Wprowadzenie Strefy Czystego Transportu to zabieranie wolności mieszkańców Szczecina - uważają lokalni radni Prawa i Sprawiedliwości.
- Ci, których nie będzie stać na nowsze samochody, niestety do Strefy Czystego Transportu zapewne nie wjadą. Dzisiaj mówią tylko o Starym Mieście. Za chwilę, za rok, powiedzą, że trzeba ją rozszerzyć na przykład do Bramy Portowej - mówi Romianowskiego.
Ograniczenie wjazdu starych samochodów do części Starego Miasta to bardzo dobre rozwiązanie - uważa natomiast Andrzej Radziwinowicz, radny Koalicji Obywatelskiej. I nie zgadza się z opinią o ograniczeniu wolności.
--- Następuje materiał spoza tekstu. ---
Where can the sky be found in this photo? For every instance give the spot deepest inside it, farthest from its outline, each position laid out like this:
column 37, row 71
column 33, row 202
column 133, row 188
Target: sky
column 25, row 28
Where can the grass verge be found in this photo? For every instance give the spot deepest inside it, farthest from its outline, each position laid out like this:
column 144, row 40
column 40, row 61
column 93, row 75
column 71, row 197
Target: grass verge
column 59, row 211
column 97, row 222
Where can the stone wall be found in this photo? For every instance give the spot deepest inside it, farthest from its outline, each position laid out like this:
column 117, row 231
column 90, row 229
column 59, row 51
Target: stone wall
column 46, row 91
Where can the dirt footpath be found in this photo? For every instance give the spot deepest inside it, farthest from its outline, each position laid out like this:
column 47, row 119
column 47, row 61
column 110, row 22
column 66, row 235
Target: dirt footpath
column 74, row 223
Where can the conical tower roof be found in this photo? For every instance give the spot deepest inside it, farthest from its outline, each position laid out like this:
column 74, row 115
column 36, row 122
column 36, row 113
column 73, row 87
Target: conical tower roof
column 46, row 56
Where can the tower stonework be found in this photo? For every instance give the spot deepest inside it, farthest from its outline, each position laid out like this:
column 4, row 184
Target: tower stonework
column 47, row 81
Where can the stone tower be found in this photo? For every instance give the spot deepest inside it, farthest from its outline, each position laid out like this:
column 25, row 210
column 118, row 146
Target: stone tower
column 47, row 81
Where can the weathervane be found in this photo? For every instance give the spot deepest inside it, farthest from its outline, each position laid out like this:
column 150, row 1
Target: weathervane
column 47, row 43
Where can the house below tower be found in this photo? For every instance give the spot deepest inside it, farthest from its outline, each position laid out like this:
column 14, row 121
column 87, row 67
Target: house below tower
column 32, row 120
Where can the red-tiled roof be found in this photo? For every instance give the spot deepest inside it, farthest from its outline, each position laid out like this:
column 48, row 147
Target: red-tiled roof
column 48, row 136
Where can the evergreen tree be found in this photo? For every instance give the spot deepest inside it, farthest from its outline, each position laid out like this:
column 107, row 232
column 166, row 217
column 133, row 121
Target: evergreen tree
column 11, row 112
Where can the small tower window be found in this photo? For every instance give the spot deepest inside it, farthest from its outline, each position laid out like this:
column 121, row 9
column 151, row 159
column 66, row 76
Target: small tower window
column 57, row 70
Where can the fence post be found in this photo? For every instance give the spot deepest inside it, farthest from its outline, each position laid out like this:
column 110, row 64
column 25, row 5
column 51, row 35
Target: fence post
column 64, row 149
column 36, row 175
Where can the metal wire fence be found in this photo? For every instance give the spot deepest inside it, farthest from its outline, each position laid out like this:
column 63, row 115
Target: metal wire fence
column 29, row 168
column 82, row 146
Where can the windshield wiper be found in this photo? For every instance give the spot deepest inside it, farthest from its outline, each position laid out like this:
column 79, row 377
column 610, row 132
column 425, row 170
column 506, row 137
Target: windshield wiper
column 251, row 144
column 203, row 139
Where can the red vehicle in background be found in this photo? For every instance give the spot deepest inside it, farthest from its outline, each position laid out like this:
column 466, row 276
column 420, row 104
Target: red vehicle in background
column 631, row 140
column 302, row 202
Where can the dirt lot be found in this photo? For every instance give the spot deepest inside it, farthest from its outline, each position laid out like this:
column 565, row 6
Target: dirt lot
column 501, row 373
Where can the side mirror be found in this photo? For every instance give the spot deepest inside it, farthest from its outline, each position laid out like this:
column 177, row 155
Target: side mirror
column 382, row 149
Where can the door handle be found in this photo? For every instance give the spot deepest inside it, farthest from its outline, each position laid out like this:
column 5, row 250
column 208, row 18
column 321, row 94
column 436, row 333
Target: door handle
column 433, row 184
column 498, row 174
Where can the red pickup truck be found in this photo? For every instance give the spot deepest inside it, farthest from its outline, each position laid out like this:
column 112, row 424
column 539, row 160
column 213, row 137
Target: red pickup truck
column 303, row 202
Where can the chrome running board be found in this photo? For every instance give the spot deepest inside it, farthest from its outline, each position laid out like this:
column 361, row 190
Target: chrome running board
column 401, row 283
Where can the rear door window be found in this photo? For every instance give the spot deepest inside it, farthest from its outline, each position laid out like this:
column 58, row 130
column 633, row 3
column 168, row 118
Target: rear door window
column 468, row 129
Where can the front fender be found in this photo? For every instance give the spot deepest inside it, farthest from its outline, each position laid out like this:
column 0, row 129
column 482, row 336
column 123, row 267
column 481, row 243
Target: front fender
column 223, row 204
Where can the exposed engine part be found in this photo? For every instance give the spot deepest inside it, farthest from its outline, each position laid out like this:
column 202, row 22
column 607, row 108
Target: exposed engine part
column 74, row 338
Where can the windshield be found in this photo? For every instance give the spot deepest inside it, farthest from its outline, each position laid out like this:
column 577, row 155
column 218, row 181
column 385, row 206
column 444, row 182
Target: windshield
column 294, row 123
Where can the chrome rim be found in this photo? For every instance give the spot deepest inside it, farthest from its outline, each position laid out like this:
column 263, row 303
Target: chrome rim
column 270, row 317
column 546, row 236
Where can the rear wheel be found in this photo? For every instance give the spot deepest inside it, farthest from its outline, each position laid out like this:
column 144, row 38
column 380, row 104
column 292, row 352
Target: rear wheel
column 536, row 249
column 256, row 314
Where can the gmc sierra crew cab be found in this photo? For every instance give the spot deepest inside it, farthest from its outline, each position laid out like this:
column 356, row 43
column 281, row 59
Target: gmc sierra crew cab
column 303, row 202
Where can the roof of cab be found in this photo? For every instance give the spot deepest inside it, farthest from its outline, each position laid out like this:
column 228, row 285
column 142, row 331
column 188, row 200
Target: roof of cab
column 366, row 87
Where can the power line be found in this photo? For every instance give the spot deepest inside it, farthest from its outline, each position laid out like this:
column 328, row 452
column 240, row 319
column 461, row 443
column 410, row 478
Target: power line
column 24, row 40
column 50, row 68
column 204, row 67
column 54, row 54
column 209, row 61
- Tak, o to chodzi. Żeby ludzie w Śródmieściu mieli prawo do wolności, wolności do zdrowia, prawa do zdrowia. Ponieważ dzisiaj Śródmieście jest bardzo zanieczyszczone, więc eliminacja samochodów, które były zarejestrowane poniżej roku 2004, nie jest żadnym ograniczeniem wolności - mówi Radziwinowicz.
W sprawie utworzenia w Szczecinie Strefy Czystego Transportu prowadzone są wśród mieszkańców konsultacje społeczne. Swoją opinię mogą oni przekazać do 5 stycznia - między innymi przez internetową stronę konsultuj.szczecin.pl.